AWS Made Easy with Boto3

AWS Made Easy with Boto3

If you’re a starting out as a Data Engineer and using AWS, then life gets a whole lot easier with the use of Boto3, the AWS SDK for Python. Boto3 simplifies integration of your Python applications, libraries, or scripts with AWS services like Amazon S3, EC2, DynamoDB and more. Well, that’s what the documentation says.

Basically, It lets you directly create, update, and delete AWS resources programmatically using your Python scripts. In this post I will give you a quick run through of the following:

  • How to create a bucket.
  • How to upload a file to that bucket.
  • List your buckets and objects inside a bucket.
  • Deleting a file from a bucket.
  • Dropping a bucket entirely.

Prep work

I assume you’ve created a user account on AWS using AWS IAM and generated yourself an Access key with programmatic access.

Once once you have that, you will need to install the AWS CLI on your operating system. The process is straight forward and you can use the AWS documentation for guidance.

Update your credentials file on your system with your Access Key and Secret Key and we are good to go. The file is normally found in this location on Linux: ~/.aws/credentials

A quick check to see if all is working as it should (after all of the above) is to do a aws s3 ls in your terminal. If you get a list of buckets printed out you are golden and can move on.

Boto3 Installation and use

I suggest you set yourself up a Python virtual environment and install Boto3 using the pip installer.

pip install boto3

To use resources within AWS using Boto3, you invoke the resource() method of a Session and pass in an AWS service name. For full list of services Boto3 allows you to use check out this list (prepare to scroll there is a lot)

# Example resources you can invoke
sqs = boto3.resource('sqs')
s3 = boto3.resource('s3')
ec2 = boto3.resource('ec2')
transcribe = boto3.client('transcribe')

How to create a bucket

In all cases you first create a client for S3 using boto3.client('s3').

import boto3
s3 = boto3.client('s3')
bucket_name = 'your-bucket-name'
# creates a new S3 bucket in the default region
s3.create_bucket(Bucket=bucket_name)
# To specify a a specific region
s3.create_bucket(
    Bucket=bucket_name,
    CreateBucketConfiguration={
        'LocationConstraint': 'eu-central-1'
    }
)

You can see in the above code you have two options.
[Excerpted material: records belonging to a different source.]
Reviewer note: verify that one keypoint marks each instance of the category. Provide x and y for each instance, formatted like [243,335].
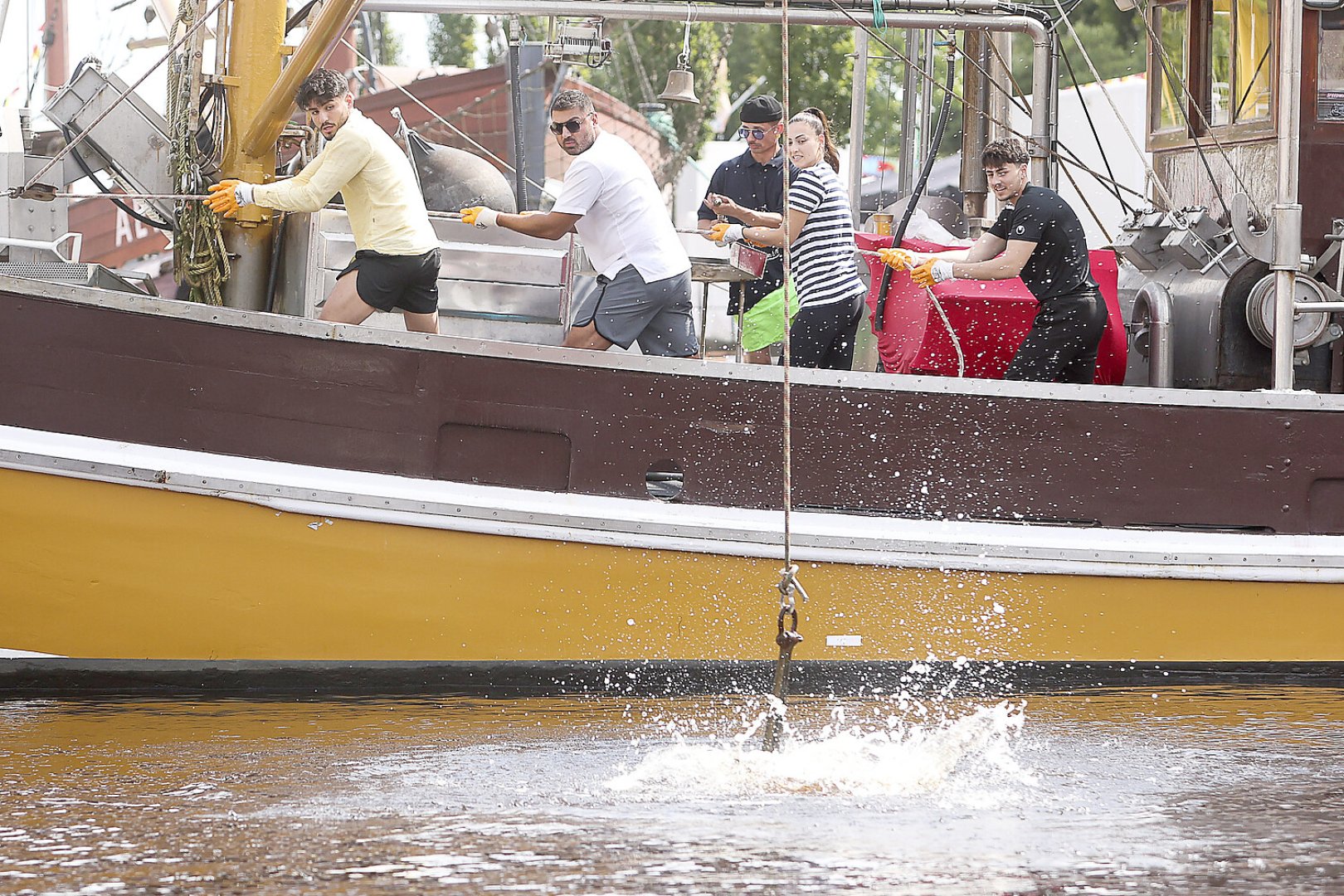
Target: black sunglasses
[572,124]
[756,134]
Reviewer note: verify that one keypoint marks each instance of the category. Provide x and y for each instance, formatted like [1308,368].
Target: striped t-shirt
[823,251]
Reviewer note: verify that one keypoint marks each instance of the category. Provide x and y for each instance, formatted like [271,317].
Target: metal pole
[975,129]
[858,104]
[908,114]
[1287,212]
[1053,116]
[515,39]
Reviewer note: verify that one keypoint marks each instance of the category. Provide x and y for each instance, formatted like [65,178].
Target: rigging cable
[1113,187]
[1124,127]
[1060,152]
[440,119]
[879,312]
[1190,102]
[1092,127]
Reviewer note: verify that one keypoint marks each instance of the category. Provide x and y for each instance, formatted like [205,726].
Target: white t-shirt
[624,219]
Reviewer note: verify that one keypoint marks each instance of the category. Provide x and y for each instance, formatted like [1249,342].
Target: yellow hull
[97,570]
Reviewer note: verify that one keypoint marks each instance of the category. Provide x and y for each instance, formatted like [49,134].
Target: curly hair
[1004,152]
[320,86]
[567,100]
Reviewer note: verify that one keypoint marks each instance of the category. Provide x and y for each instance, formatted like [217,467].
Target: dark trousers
[824,334]
[1062,343]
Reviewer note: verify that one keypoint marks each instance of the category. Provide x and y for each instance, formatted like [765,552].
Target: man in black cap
[749,190]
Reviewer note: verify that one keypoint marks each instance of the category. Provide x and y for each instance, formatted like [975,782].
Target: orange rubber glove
[897,258]
[932,271]
[223,197]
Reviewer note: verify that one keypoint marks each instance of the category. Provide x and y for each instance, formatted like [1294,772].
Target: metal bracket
[1259,246]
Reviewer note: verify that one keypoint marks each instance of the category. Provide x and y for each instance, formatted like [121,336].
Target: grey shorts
[626,309]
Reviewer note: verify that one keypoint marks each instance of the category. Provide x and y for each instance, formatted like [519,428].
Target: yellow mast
[261,100]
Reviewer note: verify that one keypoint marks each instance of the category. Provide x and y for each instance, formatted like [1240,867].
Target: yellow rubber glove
[897,258]
[718,231]
[480,217]
[923,275]
[222,199]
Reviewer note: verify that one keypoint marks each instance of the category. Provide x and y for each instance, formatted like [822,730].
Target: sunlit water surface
[1170,791]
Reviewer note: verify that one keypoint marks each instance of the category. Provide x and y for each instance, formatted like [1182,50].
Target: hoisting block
[42,192]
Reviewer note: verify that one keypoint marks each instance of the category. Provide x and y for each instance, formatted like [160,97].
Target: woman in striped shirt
[823,250]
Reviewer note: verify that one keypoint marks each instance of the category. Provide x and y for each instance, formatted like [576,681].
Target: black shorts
[1060,347]
[409,282]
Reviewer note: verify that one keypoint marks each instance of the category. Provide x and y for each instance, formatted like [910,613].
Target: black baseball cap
[762,110]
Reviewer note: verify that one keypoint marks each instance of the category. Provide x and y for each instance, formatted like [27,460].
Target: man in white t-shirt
[611,202]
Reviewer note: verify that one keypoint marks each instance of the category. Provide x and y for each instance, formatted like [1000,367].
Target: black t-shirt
[760,187]
[1058,266]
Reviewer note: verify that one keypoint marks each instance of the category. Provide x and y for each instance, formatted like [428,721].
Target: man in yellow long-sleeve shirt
[396,262]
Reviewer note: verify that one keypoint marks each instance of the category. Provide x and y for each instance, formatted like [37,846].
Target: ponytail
[816,119]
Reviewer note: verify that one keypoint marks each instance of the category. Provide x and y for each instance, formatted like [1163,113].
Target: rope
[1199,110]
[1092,127]
[201,260]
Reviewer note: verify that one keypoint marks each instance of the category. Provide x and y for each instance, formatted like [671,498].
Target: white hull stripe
[655,525]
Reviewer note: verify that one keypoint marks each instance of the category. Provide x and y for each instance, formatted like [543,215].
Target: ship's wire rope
[1113,187]
[201,260]
[1188,101]
[786,638]
[1092,127]
[1124,125]
[65,151]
Option one, creating a bucket and let AWS create it for you in your default region, if you’ve specified it in you creditails file, or option two, you can tell AWS exactly where you want your bucket created. In this case eu-central-1

How to upload a file to that bucket

import boto3
# Set up S3 client
s3 = boto3.client('s3')
# Set bucket and file name
bucket_name = 'your-bucket-name'
file_name = 'path/to/your/file.txt'
# Upload file to S3 bucket
s3.upload_file(file_name, bucket_name, file_name)

In the above you specify the file and the bucket you want to upload to. Finally, you use the upload_file method of the S3 client to upload the file to the bucket.

It goes without saying, but you will need to have the appropriate permissions and credentials set up to access the S3 bucket.

List your buckets and objects inside a bucket

import boto3
# Set up S3 client
s3 = boto3.client('s3')
# List all buckets
response = s3.list_buckets()
buckets = [bucket['Name'] for bucket in response['Buckets']]
print("List of Buckets:")
print(buckets)
# List all objects in a specific bucket
bucket_name = 'your-bucket-name'
response = s3.list_objects_v2(Bucket=bucket_name)
objects = [obj['Key'] for obj in response['Contents']]
print(f"List of Objects in {bucket_name}:")
print(objects)

To list we use the list_buckets method of the S3 client to list all the buckets in your AWS account. The response returned by list_buckets is a dictionary that contains a list of bucket names under the key ‘Buckets’.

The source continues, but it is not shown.